A interrompere la fuga prospettica dello spazio un grande tulle appeso a chiudere il fondo; dietro, nell’alveo absidale, uno schermo, e altri schermi si ripetono sulle pareti laterali. Tra tulle e schermo la scultura di un vitello/toro dorato a grandezza naturale.
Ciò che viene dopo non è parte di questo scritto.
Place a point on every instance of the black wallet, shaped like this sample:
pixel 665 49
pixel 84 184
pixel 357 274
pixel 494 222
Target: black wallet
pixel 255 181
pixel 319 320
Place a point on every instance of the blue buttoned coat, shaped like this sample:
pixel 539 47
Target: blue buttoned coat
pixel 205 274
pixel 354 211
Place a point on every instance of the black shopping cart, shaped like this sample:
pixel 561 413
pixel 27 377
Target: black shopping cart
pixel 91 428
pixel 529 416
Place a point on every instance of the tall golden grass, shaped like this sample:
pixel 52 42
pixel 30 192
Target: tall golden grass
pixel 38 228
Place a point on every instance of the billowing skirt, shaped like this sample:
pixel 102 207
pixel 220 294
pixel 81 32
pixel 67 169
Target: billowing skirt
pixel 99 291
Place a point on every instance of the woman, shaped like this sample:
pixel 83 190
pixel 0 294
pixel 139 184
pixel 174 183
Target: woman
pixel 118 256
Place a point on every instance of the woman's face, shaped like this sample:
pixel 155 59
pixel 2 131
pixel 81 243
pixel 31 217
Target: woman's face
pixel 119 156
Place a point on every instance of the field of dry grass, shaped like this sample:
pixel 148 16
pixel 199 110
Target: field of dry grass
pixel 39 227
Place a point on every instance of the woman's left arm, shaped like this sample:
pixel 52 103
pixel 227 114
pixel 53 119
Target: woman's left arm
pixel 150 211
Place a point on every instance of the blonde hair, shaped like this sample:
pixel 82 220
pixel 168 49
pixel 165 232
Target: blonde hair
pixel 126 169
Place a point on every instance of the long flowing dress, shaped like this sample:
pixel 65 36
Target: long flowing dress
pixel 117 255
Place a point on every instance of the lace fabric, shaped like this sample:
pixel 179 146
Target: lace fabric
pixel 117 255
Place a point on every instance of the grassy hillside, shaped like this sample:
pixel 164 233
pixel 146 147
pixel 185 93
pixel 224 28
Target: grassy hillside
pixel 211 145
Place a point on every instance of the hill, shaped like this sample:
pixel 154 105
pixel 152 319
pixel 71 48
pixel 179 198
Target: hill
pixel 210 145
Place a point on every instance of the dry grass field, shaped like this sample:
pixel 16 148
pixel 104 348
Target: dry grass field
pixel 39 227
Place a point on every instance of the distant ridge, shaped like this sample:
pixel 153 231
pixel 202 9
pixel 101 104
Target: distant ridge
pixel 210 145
Ai lati del corpo disteso il vaso di due grandi conchiglie, fonte battesimale scopriremo, ricetto estremo di un’acqua di cui si perimetra l’assenza con la riscrittura che di Numeri, il quarto libro del Pentateuco, ridotto all’osso, restituisce Francesco Pititto – e l’immagine dell’osso, del teschio, di un fu vivo che è stato scavato dal tempo o dalla polvere, tornerà come una cifra candida, come estremo esito delle azioni umane, quale ne sia stata la grandezza.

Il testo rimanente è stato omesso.